The agreement, which validity term expired on July 12, 2004, envisaged the limitation of the Russian steel import in the U.S.
Mr. Lash noted, that the U.S. Administration and the Government expressed their concern in connection with the limitation of the Russian steel import in the USA.
"Russia and Ukraine remain the largest steel exporters, who at the same time impose various limitations," he added.
The All-Embracing agreement on the steel trade between the U.S. and Russia was reached on July 12, 1999. The initiators of the agreement were the heads of the major Russian steel enterprises, against which the USA conducted the antidumping investigation and forced them to pay-off enormous fines.
In 2002 German Gref in the course of the talks with U.S. Secretary of Commerce managed to obtain the U.S. permission on the Russia's withdrawal from the All-Embracing agreement and consequently on the increase of the U.S. quotas on the import of Russian steel.
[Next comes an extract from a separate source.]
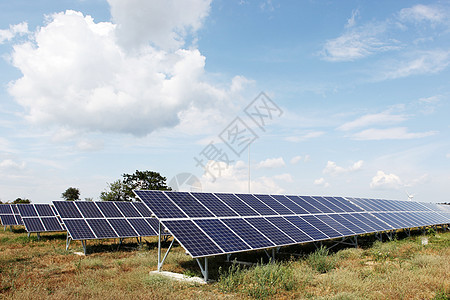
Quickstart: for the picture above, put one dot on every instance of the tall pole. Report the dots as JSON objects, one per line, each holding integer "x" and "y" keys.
{"x": 249, "y": 168}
However, the government's initiative was turned down with the interference of the leading Russian steel enterprises, which appealed to the Russian Economic Development and Trade Ministry not to let Russia's withdrawal from the All-Embracing agreement in the unilateral order.
In the end of 2003 at the Russo-American summit, dedicated to Russia's annexation to the WTO, Russian Deputy Minister of Economic Development and Trade stated that Russia had no intentions to prolong the All-Embracing agreement on the steel trade.